Modern human is called Homo Sapiens ‘the man who knows' but what is it that we really know?

We generate what we perceive as knowledge and meaning from subjective experience. This process is influenced by our senses, societal values, preconceptions and definitions. Knowledge is ultimately a human construct. 

Lack of comprehension leads to fear. We imposed a localised meaning on what we observed – the flocking birds that called in the winter, when the life-giving rains would fall, which Moon would signify the harvest. We wanted to understand the way of things so we simplified. However, the world isn't simple. It's infinitely complex…but not complicated. For thousands of years we have followed Greek philosophical tradition – Cause and Effect, A leads to B leads to C and the causality of Aristotelian physics. But life isn't linear. It's not a causal chain. This is too basic.

 

Frolic in the multiplex_1

 

In 1202 Leonardo Fibonacci introduced the West to a number sequence that had been developed by Indian mathematicians from as early as the 6th century. It revealed Nature as the infinitely masterful pattern-maker. The original algorithm, the Fibonacci sequence, goes forward, jumps back on itself and goes forwards again in a repeating feedback loop. Life, we discovered, is neither random nor fixed, but a complex composite of collective exchange – a multiplex.

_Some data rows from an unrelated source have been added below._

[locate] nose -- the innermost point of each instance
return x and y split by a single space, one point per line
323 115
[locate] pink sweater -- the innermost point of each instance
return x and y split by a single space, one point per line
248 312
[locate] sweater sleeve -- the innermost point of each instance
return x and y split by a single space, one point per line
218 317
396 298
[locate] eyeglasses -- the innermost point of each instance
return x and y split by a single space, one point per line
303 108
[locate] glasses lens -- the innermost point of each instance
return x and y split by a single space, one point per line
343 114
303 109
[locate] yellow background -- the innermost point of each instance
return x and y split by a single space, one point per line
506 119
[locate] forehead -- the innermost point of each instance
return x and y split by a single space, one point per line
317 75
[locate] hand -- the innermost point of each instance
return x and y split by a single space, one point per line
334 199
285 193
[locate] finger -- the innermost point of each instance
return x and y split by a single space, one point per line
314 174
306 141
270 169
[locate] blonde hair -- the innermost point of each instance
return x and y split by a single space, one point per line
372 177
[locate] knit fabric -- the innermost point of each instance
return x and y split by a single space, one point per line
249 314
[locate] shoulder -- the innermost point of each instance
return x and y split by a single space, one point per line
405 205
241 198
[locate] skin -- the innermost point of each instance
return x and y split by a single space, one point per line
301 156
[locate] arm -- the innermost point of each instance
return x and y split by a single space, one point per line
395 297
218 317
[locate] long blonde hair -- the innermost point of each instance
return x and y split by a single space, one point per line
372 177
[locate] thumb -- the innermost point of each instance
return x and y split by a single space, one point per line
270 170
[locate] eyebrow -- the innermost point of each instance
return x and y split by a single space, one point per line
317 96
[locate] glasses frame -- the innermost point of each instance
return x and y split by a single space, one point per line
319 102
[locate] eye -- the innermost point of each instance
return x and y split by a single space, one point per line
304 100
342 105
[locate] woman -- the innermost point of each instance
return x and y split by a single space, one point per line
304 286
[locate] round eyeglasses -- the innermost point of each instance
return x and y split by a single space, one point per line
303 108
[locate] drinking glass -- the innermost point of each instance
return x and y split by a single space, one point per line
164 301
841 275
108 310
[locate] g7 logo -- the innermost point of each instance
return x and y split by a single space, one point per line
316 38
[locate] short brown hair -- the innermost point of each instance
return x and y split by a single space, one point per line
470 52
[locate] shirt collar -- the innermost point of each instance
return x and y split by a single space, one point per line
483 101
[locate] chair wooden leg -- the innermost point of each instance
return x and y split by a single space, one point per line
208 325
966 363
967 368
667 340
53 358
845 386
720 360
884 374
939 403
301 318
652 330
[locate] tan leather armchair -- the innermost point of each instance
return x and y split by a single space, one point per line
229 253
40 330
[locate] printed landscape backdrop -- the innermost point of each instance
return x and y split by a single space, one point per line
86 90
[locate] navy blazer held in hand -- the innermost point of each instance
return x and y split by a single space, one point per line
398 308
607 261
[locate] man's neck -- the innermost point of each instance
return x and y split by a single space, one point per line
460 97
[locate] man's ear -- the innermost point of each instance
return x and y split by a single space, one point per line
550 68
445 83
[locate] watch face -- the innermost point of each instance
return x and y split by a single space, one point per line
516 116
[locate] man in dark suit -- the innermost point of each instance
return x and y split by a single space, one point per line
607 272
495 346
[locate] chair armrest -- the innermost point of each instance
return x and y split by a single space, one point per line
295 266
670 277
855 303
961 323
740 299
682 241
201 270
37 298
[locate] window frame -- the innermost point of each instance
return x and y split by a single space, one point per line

Quantum theory re-affirms ancient insight. 

Our perception of reality has been fundamentally reversed. We no longer prescribe to the classical notion that the world is comprised of autonomous ‘elementary parts' that follow chance formations. Instead we have come to recognise the interconnectedness of the Universe, and discover that the existence and behaviour of these ‘independent' elements are particular and contingent within a universal whole.

We have organically begun to re-interpret ourselves and our surroundings.

“But what do we see? Simultaneity and overlap. Everything happens because of feedback within this system of interconnectivity,” exclaims Cecil Balmond.

We think the world differently by acknowledging and confronting the system, by exploring its overlapping strands. Each one has its own equilibrium. But we must embrace the whole.

The more we observe, the more we discover. The possibilities are beyond our imagining.